Di seguito tutte le novità legate ai concorsi nazionali, parte integrante del percorso di formazione e reclutamento previste dal maxi-emendamento:

  • Le graduatorie del concorso ordinario (e del concorso ordinario STEM 2021) saranno integrate con gli idonei che hanno superato le prove.
  • Precari che accedono al concorso senza abilitazione: dei 3 anni di servizio richiesti almeno 1 deve essere stato svolto nella specifica classe di concorso.
  • Costi massimi del percorso formativo da 30 CFU/CFA: saranno definiti dal DPCM da emanare entro luglio 2022
  • Domande a risposta aperta per i concorsi banditi fino al 31 dicembre 2014. I quesiti verteranno su conoscenze disciplinari, didattiche, metodologiche, lingua inglese e informatica e vi accederanno i docenti che avranno superato una prova preselettiva.
  • Accesso al concorso con i 24 CFU: coloro che abbiano conseguito entro il 31 dicembre 2022 i 24 CFU potranno accedere ai concorsi fino al 31 dicembre 2024 (tutto il resto del percorso è uguale a chi accede con 30 CFU/CFA).
  • Fase transitoria sostegno: fino al 31 dicembre 2024 accedono nei limiti della riserva di posti stabilita dal Decreto del Presidente del Consiglio da emanare entro il 31 luglio 2022 i docenti, anche di ruolo, che abbiano svolto 3 anni di servizio su sostegno negli ultimi 5 e siano in possesso dell’abilitazione.
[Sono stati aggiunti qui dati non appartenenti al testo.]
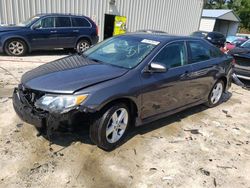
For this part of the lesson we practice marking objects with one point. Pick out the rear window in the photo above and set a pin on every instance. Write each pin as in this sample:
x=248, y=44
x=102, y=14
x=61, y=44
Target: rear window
x=80, y=22
x=63, y=22
x=199, y=51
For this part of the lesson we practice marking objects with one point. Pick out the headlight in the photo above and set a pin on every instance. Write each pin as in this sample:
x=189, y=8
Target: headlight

I corsi sono svolti con modalità convenzionale in presenza. Al massimo il 20% delle attività, ad esclusione di tirocini e laboratori, può essere erogato con modalità telematica.
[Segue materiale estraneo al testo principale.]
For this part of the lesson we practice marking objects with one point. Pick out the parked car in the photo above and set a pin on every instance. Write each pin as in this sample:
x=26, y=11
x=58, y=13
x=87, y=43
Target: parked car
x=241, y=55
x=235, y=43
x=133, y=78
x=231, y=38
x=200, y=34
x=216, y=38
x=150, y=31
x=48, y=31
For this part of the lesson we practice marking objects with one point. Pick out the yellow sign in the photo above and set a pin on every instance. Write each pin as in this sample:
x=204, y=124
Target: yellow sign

  • Nuove procedure sostegno: fino al 31 dicembre 2025 in caso di esaurimento delle graduatorie concorsuali e in subordine alla call-veloce per i posti di sostegno, possono essere indette specifiche procedure concorsuali regionali, le cui caratteristiche sono da definire. Le graduatorie di questa procedura sono integrate ogni 2 anni, e chi si inserisce aggiorna il punteggio.

Insegnanti precari di religione cattolica, le novità

Contestualmente al concorso ordinario il Ministero potrà bandire una procedura straordinaria riservata ai docenti di religione cattolica in possesso del titolo e che abbiano svolto almeno 36 mesi di servizio nelle scuole statali. Alla procedura straordinaria è assegnato il 50% dei posti vacanti e disponibili per il triennio 2022/2023-2024/2025 e per gli anni successivi sino a totale esaurimento di ciascuna graduatoria di merito.  Le modalità saranno stabilite con decreto del Ministro dell’istruzione.